Bayesian Inference

Introduction

In Bayesian inference, the unobserved parameters in a statistical model are treated as random variables. Before the data is collected, prior distributions are elicited to quantify our knowledge about the parameters. The prior distribution comes from expert opinion, theoretical considerations, or previous similar experiments. When data is available, the prior distributions are updated to the posterior distributions. These are conditional distributions that incorporate the observed data. The transition from prior to the posterior is possible via Bayes' theorem.

Prior to observing whether an event \(A\) has appeared or not, we set the probabilities of \(n\) hypotheses, \(H_1, H_2, \ldots, H_n\), under which event \(A\) may happen. These are called prior probabilities of the hypotheses, \(\mathbb{P}(H_1), \ldots, \mathbb{P}(H_n)\). Bayes' rule gives recipe to update these prior probabilities to the posterior probabilities once we obtained additional information from the experiment (information about the event \(A\)):

\[ \mathbb{P}(H_i | A) = \frac{\mathbb{P}(A | H_i) \mathbb{P}(H_i)}{\mathbb{P}(A)}. \]

Suppose that before the data is observed, a description of the population parameter \(\theta\) is given by a probability density \(\pi(\theta)\). The process of specifying the prior distribution is called prior elicitation. The data is modeled via the likelihood, which depends on \(\theta\) and is denoted by \(f(x | \theta)\). Bayes' theorem updates the prior \(\pi(\theta)\) to the posterior \(\pi(\theta | x)\) by incorporating observations \(x\) summarized via the likelihood:

\[ \pi(\theta | x) = \frac{f(x | \theta) \pi (\theta)}{m(x)}, \]

where \(m(x)\) is a normalization factor so that the posterior is a proper density and is a constant once the prior is specified and the data is observed. Given the parameter \(\theta\), with values in the parameter space \(\Theta\), the normalization factor is:

\[ m(x) = \int_{\Theta} (h, \theta) d \theta = \int_{\Theta} f(x | \theta) \pi (\theta)d \theta, \]

where the joint distribution of \(X\) and \(\theta\), \(h(x, \theta)\) is:

\[ h(x, \theta) = f(x | \theta) \pi (\theta) = \pi(\theta | x) m(x). \]

All information about \(\theta\) coming from the prior distribution and the observations are contained in the posterior distribution.

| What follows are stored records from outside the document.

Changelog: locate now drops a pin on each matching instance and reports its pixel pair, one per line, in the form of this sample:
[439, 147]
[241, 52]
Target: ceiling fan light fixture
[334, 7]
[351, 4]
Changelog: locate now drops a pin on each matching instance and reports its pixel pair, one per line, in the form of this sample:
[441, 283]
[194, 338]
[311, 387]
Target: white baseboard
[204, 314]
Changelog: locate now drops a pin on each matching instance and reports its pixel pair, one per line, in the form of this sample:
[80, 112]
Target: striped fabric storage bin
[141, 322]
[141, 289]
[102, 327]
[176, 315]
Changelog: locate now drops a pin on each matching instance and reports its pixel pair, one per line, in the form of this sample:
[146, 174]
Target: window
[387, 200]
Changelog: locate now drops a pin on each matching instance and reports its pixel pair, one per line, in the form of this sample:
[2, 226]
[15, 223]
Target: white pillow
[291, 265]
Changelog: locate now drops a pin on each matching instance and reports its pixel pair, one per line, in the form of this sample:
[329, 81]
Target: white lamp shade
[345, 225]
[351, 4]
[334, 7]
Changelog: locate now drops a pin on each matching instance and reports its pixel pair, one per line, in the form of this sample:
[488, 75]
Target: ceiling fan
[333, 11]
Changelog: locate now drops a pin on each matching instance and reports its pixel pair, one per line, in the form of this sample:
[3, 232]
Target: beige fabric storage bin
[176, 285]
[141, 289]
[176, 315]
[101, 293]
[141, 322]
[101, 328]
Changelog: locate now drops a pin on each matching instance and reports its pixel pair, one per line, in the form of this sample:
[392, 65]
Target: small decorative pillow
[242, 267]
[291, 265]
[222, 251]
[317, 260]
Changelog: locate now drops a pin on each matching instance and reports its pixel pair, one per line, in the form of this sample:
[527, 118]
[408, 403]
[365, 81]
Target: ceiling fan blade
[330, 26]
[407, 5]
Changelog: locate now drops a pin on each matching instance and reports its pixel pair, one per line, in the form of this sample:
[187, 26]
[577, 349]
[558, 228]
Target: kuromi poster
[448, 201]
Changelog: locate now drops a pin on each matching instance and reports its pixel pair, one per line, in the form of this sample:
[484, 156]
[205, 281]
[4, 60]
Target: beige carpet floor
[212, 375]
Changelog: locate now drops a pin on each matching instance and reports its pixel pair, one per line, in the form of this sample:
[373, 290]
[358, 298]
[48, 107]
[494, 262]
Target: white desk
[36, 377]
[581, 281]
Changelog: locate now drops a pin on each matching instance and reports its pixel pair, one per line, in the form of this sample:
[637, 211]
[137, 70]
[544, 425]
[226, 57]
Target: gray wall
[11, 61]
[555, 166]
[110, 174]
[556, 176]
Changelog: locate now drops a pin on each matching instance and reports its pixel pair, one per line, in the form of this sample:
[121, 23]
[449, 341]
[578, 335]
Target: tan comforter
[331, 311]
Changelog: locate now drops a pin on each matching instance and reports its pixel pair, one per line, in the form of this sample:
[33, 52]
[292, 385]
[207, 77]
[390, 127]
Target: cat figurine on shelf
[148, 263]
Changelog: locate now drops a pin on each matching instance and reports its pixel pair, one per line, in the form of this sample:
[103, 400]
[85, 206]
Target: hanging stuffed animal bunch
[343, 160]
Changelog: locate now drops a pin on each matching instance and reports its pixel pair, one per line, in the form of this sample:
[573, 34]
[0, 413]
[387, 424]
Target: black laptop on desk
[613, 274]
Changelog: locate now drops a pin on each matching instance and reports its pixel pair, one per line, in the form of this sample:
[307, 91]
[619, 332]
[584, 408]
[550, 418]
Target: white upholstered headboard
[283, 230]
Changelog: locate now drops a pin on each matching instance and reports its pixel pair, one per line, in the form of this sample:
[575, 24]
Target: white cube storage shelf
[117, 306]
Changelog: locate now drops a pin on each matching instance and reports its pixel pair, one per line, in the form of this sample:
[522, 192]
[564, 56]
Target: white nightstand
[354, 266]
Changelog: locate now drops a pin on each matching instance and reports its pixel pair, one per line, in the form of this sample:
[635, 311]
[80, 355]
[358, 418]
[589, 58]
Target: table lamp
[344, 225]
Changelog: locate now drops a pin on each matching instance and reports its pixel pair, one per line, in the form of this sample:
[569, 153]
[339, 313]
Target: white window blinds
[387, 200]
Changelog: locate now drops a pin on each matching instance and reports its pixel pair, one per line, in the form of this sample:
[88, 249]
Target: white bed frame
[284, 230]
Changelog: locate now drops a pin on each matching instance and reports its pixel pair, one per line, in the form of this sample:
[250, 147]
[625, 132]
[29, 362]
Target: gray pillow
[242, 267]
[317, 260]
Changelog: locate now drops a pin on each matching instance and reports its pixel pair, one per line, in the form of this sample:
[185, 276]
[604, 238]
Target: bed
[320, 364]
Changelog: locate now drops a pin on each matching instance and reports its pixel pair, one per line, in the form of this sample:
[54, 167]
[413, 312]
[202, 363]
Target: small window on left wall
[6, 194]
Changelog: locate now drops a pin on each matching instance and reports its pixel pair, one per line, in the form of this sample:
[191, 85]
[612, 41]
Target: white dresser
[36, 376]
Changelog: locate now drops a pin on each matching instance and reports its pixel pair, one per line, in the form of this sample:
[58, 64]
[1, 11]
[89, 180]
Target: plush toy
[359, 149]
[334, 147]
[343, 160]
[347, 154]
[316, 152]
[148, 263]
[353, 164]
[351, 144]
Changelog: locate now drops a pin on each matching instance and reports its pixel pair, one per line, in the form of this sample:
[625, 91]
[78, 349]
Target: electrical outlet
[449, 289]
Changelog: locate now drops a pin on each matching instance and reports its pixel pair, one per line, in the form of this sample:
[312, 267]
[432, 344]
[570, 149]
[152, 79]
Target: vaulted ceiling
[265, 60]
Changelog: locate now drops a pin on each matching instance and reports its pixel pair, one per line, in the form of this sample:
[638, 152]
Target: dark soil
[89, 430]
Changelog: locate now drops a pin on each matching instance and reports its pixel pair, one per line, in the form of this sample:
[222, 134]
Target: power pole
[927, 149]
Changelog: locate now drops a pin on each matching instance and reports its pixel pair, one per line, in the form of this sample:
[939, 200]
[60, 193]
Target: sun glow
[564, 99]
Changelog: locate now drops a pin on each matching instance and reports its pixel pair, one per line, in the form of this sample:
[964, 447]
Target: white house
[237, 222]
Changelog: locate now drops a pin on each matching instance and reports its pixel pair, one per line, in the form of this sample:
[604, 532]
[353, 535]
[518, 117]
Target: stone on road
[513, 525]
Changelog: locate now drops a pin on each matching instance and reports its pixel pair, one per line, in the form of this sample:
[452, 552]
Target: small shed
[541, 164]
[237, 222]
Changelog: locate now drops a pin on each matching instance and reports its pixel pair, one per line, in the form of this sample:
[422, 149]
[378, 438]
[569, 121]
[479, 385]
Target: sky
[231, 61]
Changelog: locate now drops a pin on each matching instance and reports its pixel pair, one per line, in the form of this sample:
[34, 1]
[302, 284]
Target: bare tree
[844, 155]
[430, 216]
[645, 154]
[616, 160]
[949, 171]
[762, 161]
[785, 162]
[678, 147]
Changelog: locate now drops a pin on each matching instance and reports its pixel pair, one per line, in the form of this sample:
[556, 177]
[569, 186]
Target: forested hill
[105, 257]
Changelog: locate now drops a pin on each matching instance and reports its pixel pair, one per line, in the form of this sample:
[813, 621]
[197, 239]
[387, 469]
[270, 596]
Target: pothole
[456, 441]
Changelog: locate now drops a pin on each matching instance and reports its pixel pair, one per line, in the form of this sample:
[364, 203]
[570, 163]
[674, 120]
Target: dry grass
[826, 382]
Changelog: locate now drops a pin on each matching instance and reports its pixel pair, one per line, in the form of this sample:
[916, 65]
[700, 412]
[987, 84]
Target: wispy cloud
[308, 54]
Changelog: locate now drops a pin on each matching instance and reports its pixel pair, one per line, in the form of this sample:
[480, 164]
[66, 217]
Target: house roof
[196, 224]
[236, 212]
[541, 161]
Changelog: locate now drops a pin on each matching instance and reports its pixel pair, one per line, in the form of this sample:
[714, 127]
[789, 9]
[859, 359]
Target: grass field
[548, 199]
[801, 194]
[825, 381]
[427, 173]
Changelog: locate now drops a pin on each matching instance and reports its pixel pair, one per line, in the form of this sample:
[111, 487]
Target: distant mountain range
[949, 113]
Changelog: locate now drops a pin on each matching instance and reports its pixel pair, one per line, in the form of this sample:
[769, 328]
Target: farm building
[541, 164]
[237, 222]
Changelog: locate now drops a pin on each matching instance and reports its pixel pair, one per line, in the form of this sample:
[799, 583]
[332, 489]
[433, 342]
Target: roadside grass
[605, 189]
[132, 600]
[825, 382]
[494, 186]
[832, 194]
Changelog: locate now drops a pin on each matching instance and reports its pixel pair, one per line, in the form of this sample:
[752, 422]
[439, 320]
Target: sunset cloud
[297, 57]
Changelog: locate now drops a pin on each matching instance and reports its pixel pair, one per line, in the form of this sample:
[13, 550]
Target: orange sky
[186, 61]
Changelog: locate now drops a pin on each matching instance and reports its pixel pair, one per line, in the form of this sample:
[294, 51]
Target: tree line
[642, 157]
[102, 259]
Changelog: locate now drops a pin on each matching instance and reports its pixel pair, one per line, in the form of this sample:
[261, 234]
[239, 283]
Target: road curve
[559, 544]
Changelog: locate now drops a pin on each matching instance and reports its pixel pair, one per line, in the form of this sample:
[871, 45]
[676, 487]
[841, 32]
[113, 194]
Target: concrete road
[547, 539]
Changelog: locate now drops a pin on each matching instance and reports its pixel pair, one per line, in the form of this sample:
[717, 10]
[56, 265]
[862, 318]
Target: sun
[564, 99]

The posterior distribution is the ultimate summary of the parameter and serves as the basis for all Bayesian inferences.

Hyperparameters

The parameter \(\theta\), with values in the parameter space \(\Theta\), is not directly observable and is considered a random variable. This is the key difference between Bayesian and classical approaches. Classical statistics consider the parameter to be fixed number or vector of numbers, while Bayesians express the uncertainty about \(\theta\) by considering it as a random variable. This random variable has a distribution \(\pi(\theta)\) (prior). The prior distribution not only quantifies available knowledge, it also describes the uncertainty about a parameter before data is observed. If the prior distribution for \(\theta\) is specified up to a parameter \(\tau\), \(\pi(\theta | \tau)\), then \(\tau\) is called a hyperparameter. Hyperparameters are parameters of a prior distribution, and they are either specified or may have their own priors.

Bayesian inference

\[\begin{align} \mathbb{P}(\text{hypothesis}) \quad &\xrightarrow{\text{Bayes' Rule}} \quad \mathbb{P}(\text{hypothesis}|\text{evidence}) \\ \pi(\theta) \quad &\xrightarrow{\text{Bayes' Theorem}} \quad \pi(\theta | \text{data}) \end{align}\]

Bayesian Inference Advantages

Valuable prior information is often available (e.g., medical devices).
Use of prior information may alleviate the need for a larger sized trial. We don't need to do millions of experimental trials to deduce an inference.
The Bayesian approach can sometimes be used to obtain an exact analysis when the corresponding frequentist analysis is only approximate or is too difficult to implement.
Bayesian methods allow for great flexibility in dealing with missing data.